Ilford · ISO 125 B&W negative

Ilford FP4+

B&W negative ISO 125 In production medium speed · wide latitude · fine grain

Don McCullin still loads FP4+ for projects where the light cooperates. So does most of the working print-darkroom crowd in London. There is a reason: at ISO 125 with the modern Plus formulation, FP4+ produces negatives that print easier on graded paper than almost any other film at this speed, and the grain stays out of the way at 16x20.

What changes when you switch from HP5+ down to FP4+ is the negative thickness. FP4+ holds shadow detail without going dense, and highlights take a long, slow time to peak. You can overexpose a stop and the print comes back cleaner. You can underexpose a stop and the shadows still hold something. That cushion is why people in the darkroom keep choosing it.

Develop it in anything reasonable. D-76 1:1, HC-110 Dilution B, Rodinal 1:50, Microphen for the rare push. All of them give predictable times because the emulsion does not punish you for being a little off on temperature or agitation. Pyrocat-HD pulls a slightly warmer print tone out of it that some platinum-palladium workers chase, but for normal silver gelatin work you do not need anything exotic.

Ilford makes it in 35mm, 120, and sheets up to 8x10. The 4x5 is what landscape and portrait shooters tend to keep in stock for tripod work; the 35mm is the bulk-loader's friend because the grain tightens enough at 125 to print large from a small negative.

Reciprocity exponent is 1.26, marginally gentler than HP5+ at 1.31. A 30-second meter reading climbs to about 75 seconds at the film instead of 90. Zone Light Meter handles that math the second you pass one second on the dial, which matters for interior architecture and any low-light tripod scene where the meter says 4 or 5 seconds and your actual exposure will be longer.

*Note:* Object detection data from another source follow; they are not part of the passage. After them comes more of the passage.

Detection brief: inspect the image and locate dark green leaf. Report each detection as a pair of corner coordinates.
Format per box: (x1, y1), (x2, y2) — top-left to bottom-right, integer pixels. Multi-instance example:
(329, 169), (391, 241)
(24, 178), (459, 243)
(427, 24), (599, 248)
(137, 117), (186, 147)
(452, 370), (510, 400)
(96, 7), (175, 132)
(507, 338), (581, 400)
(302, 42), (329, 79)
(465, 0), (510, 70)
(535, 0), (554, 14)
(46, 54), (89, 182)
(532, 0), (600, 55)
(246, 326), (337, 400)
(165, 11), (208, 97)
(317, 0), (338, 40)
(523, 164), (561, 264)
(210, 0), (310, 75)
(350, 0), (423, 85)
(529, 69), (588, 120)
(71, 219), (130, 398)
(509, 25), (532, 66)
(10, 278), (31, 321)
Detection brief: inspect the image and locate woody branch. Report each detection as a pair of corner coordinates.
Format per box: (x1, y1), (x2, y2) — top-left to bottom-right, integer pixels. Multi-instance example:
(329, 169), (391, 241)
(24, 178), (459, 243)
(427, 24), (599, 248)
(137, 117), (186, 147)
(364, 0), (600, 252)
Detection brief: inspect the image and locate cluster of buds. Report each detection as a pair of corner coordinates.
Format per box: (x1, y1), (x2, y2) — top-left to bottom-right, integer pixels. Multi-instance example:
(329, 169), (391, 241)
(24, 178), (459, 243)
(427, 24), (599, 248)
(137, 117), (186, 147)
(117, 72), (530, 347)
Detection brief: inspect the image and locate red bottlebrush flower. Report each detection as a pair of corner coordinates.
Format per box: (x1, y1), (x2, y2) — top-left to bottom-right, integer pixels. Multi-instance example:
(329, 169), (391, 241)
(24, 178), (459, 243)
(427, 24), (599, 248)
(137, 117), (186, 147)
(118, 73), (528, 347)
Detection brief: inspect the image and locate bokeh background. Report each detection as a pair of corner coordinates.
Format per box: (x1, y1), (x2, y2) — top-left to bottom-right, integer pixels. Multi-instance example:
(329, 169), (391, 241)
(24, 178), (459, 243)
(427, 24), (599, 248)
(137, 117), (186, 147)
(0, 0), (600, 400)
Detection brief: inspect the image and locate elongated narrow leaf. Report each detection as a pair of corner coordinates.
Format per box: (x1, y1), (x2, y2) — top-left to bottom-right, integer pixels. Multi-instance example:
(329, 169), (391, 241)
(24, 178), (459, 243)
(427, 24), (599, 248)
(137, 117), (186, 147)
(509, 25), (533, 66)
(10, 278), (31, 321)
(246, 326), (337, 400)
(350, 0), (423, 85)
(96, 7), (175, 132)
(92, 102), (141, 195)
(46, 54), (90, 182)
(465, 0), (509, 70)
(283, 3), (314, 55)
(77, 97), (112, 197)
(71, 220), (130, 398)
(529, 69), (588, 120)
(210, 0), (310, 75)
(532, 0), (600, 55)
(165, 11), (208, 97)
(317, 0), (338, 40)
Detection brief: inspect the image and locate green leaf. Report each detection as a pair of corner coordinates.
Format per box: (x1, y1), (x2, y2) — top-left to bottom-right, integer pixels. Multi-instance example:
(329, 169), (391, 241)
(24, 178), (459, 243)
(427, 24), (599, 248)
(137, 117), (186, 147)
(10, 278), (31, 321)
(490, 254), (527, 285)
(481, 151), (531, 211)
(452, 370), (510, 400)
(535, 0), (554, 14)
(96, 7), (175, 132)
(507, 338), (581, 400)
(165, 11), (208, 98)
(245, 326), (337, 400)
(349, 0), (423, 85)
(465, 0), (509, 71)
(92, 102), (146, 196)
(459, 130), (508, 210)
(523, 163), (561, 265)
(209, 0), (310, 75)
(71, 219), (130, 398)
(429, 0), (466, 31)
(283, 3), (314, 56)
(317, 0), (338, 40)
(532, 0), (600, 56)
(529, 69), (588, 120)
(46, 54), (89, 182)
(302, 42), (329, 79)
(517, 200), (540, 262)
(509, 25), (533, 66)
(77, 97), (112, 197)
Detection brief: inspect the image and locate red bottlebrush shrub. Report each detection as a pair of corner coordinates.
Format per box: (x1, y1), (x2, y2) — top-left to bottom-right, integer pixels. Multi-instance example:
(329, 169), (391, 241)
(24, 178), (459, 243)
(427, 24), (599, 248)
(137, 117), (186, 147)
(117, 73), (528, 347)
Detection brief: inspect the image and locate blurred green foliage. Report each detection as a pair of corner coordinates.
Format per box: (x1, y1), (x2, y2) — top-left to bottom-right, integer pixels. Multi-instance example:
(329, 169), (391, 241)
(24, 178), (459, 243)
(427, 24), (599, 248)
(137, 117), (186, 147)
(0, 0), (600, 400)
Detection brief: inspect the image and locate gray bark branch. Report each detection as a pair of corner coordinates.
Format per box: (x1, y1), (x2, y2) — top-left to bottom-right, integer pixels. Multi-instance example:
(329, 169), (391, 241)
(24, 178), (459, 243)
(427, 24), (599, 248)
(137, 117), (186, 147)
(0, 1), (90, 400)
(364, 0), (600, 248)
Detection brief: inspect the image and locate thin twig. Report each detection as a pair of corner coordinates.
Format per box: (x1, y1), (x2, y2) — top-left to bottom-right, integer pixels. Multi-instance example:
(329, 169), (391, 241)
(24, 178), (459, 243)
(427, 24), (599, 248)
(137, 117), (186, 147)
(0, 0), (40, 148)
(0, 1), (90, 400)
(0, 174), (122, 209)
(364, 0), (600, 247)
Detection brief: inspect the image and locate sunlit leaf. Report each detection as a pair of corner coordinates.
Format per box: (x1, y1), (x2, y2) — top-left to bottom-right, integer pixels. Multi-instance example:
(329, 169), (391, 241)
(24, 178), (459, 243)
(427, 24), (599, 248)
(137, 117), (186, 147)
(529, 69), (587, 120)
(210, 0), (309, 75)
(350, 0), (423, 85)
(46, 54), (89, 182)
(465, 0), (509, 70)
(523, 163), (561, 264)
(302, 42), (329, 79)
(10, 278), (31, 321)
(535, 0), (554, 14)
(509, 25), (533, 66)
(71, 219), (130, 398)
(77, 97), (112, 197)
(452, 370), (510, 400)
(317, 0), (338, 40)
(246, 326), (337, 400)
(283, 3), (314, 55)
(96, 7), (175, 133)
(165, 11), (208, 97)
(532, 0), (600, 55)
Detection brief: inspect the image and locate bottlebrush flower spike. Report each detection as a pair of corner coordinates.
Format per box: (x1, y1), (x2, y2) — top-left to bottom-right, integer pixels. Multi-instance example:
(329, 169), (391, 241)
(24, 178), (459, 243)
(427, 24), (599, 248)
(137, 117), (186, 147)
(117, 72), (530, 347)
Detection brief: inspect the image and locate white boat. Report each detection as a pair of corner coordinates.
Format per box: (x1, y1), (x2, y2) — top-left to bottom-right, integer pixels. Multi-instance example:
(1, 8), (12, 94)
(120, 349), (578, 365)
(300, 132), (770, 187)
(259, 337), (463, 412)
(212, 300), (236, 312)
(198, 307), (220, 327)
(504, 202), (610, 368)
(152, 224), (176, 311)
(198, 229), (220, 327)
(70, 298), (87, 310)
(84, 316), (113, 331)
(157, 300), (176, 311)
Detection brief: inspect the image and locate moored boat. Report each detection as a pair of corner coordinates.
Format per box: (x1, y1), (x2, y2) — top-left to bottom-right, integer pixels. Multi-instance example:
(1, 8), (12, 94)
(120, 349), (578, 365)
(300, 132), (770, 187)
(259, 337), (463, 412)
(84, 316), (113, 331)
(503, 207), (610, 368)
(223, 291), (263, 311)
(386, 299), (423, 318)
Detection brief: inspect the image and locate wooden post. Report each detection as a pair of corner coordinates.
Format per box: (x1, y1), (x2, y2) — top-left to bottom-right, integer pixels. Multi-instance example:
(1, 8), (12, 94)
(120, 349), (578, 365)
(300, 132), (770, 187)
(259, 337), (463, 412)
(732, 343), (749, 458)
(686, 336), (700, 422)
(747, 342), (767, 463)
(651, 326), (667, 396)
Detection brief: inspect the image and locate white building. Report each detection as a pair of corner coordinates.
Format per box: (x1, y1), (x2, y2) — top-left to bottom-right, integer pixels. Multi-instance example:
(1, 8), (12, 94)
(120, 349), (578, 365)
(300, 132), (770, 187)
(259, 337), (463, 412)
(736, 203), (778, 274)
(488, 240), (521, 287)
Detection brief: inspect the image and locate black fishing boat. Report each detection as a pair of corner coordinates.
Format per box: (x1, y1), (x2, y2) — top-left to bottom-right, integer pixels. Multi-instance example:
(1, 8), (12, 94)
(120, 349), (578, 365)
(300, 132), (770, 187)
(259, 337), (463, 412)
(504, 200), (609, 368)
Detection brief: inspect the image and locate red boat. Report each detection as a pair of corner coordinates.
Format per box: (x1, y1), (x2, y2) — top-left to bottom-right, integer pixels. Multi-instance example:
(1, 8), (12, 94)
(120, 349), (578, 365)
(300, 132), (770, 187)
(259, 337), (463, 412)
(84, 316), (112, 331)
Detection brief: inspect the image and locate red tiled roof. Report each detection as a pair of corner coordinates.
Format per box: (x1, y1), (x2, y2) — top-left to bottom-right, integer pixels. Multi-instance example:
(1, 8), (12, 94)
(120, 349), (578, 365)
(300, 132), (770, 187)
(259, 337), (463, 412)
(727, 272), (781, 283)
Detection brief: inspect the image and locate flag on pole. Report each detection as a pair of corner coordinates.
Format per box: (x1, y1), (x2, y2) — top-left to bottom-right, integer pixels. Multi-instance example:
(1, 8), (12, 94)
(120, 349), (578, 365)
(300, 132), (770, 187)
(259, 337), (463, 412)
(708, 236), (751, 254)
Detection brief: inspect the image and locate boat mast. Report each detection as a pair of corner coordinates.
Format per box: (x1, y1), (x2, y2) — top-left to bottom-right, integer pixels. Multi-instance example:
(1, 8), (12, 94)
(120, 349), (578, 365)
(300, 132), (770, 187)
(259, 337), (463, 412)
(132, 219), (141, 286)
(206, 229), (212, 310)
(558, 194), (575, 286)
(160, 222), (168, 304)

How the app handles this stock

  • Box speed: ISO 125. Picker exposes pull/push chips so you can shoot it at any speed you want and the meter follows.
  • Reciprocity: Above one second the app raises metered time to the power of 1.26.
  • Expired film: if you load an old roll, set the expiry year and storage in the app and the ISO scales for you. B&W negative decay rates are baked in.